In DC, a simple insulator can come between two wires and no electrical flow will occur. But, if the direction of current continuously changes, the insulator has no potential effect. One side of the insulator will build a charge, then discharge when the flow reverses. In electronics there are capacitors. In DC, the capacitor can store a charge like a battery, but the discharge is quick. In AC, which is what radio and audio signals are basically, capacitors are used to allow the signal to pass while blocking the DC voltage from the next stage of the circuit. This effect is only relevant to AC power when considering that a two-conductor wire is in itself a capacitor. Under the right circumstances, the wire can be considered a short.
Then there’s reactance. Reactance has no effect in DC but creates resistance in AC. The simplest way to create reactance is to create inductance. Now I may be going too far. Without explaining, an inductor is a coiled wire. In AC, a coiled wire acts as a resistor, but in DC it does not. So coils and capacitors impact what comes from your AC socket. But here is why AC is used to give us power:
Reactance does not create heat; only DC resistance creates heat. The AC coming through the power lines ignores the DC resistance and only impedance has an effect on the signal. Reactance and capacitance effect impedance. Impedance is measured in ohms. when working with impedance, the most conductance of energy occurs when the impedance of a circuit is connected using a cable or wires that have the exact same impedance. That allows the signal (remember that AC, audio, and radio signals use the same properties) to pass without reflection. Any reflection of the signal results in a drop of the signal. Since the signal is the voltage, a properly transmitted AC voltage has virtually no voltage drop through the power grid.

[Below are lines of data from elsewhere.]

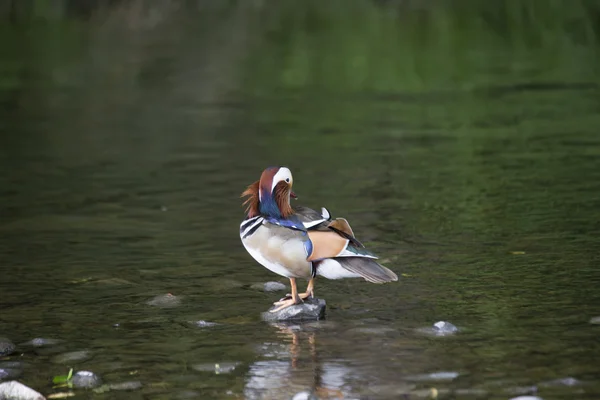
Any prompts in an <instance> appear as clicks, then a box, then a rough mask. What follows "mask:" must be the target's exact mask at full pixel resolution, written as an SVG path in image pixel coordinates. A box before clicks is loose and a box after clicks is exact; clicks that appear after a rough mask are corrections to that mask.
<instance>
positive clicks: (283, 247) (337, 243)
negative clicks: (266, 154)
mask: <svg viewBox="0 0 600 400" xmlns="http://www.w3.org/2000/svg"><path fill="white" fill-rule="evenodd" d="M292 184H293V178H292V172H291V171H290V170H289V169H288V168H286V167H269V168H267V169H265V170H264V171H263V173H262V175H261V176H260V180H258V181H256V182H254V183H253V184H251V185H250V186H248V188H247V189H246V190H245V191H244V192H243V193H242V196H241V197H242V198H246V200H245V201H244V203H243V204H244V205H245V206H246V218H245V219H244V220H243V221H242V223H241V224H240V238H241V240H242V243H243V245H244V247H245V248H246V250H247V251H248V253H250V255H251V256H252V257H253V258H254V259H255V260H256V261H258V263H260V264H262V265H263V266H264V267H266V268H267V269H269V270H270V271H272V272H275V273H276V274H279V275H281V276H285V277H286V278H289V280H290V286H291V292H292V293H291V295H288V296H287V297H285V298H283V299H282V300H280V301H278V302H275V303H274V304H275V305H276V306H278V307H277V308H274V309H272V310H271V311H272V312H277V311H279V310H281V309H284V308H286V307H289V306H292V305H294V304H299V303H300V302H301V301H302V300H304V299H306V298H309V297H314V293H315V292H314V290H315V278H316V277H317V276H322V277H324V278H328V279H342V278H363V279H365V280H366V281H368V282H372V283H385V282H392V281H397V280H398V276H397V275H396V274H395V273H394V272H393V271H391V270H389V269H388V268H386V267H384V266H383V265H380V264H378V263H377V262H376V261H375V260H377V256H375V255H374V254H373V253H371V252H370V251H368V250H367V249H365V246H363V244H362V243H361V242H359V241H358V240H357V239H356V238H355V237H354V232H353V231H352V228H351V227H350V224H349V223H348V221H346V220H345V219H344V218H335V219H333V218H331V214H330V213H329V211H328V210H327V209H326V208H324V207H323V208H322V209H321V212H320V213H319V212H317V211H315V210H312V209H310V208H307V207H300V206H294V207H292V205H291V203H290V199H291V198H294V199H295V198H297V197H296V194H295V193H294V192H293V191H292ZM297 278H305V279H308V286H307V288H306V292H304V293H300V294H299V293H298V289H297V286H296V279H297Z"/></svg>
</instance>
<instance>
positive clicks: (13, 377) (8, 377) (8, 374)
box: [0, 366, 23, 381]
mask: <svg viewBox="0 0 600 400" xmlns="http://www.w3.org/2000/svg"><path fill="white" fill-rule="evenodd" d="M22 373H23V370H22V369H18V368H4V367H1V366H0V381H7V380H10V379H15V378H18V377H19V376H21V374H22Z"/></svg>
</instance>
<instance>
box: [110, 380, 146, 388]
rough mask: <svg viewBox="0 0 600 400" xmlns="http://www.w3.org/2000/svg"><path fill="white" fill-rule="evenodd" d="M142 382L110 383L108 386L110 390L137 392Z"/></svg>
mask: <svg viewBox="0 0 600 400" xmlns="http://www.w3.org/2000/svg"><path fill="white" fill-rule="evenodd" d="M142 386H143V385H142V382H140V381H127V382H120V383H111V384H110V385H108V388H109V389H110V390H138V389H141V388H142Z"/></svg>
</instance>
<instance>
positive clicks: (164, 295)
mask: <svg viewBox="0 0 600 400" xmlns="http://www.w3.org/2000/svg"><path fill="white" fill-rule="evenodd" d="M146 304H147V305H149V306H154V307H163V308H168V307H177V306H178V305H180V304H181V296H175V295H173V294H171V293H167V294H161V295H159V296H155V297H153V298H151V299H150V300H148V301H146Z"/></svg>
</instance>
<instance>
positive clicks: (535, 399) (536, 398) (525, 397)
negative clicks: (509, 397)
mask: <svg viewBox="0 0 600 400" xmlns="http://www.w3.org/2000/svg"><path fill="white" fill-rule="evenodd" d="M510 400H544V399H542V398H541V397H537V396H519V397H513V398H512V399H510Z"/></svg>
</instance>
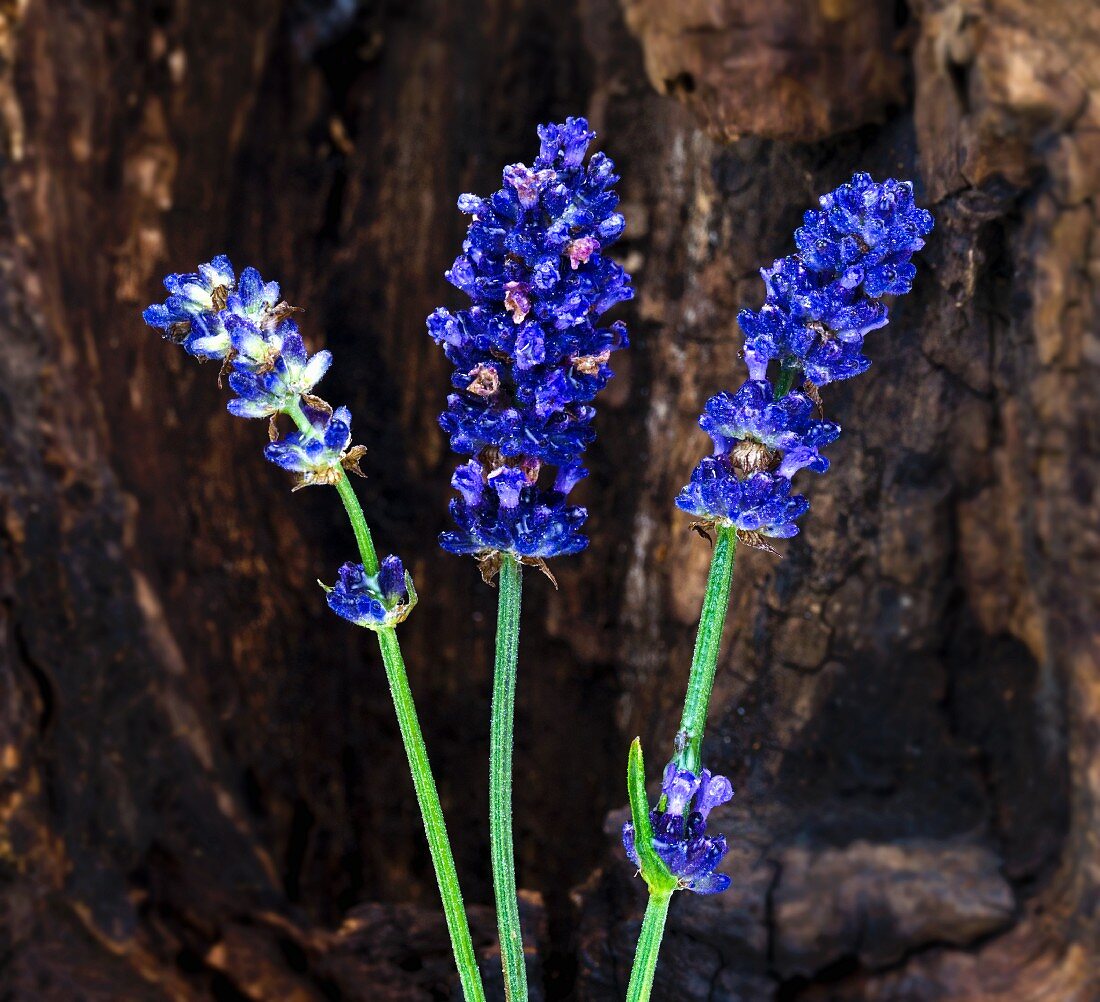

This is why AC is used. It is safer and creates no heat. Getting shocked can be deadly with either method, but heat can start fires. This little tutorial started out with an explanation of simple battery circuitry, but ended up getting really complex. Think about a radio. The simple DC circuit provides the voltage and current to operate the components but the AC reactance, inductance, capacitance and impedance are factors with the reception of the radio signal and conversion to audio. I hope that using our power grid helped in any way to understanding some electronics. Discovering these led to a method of transmitting audio, creating radio, and that could be explained at another time.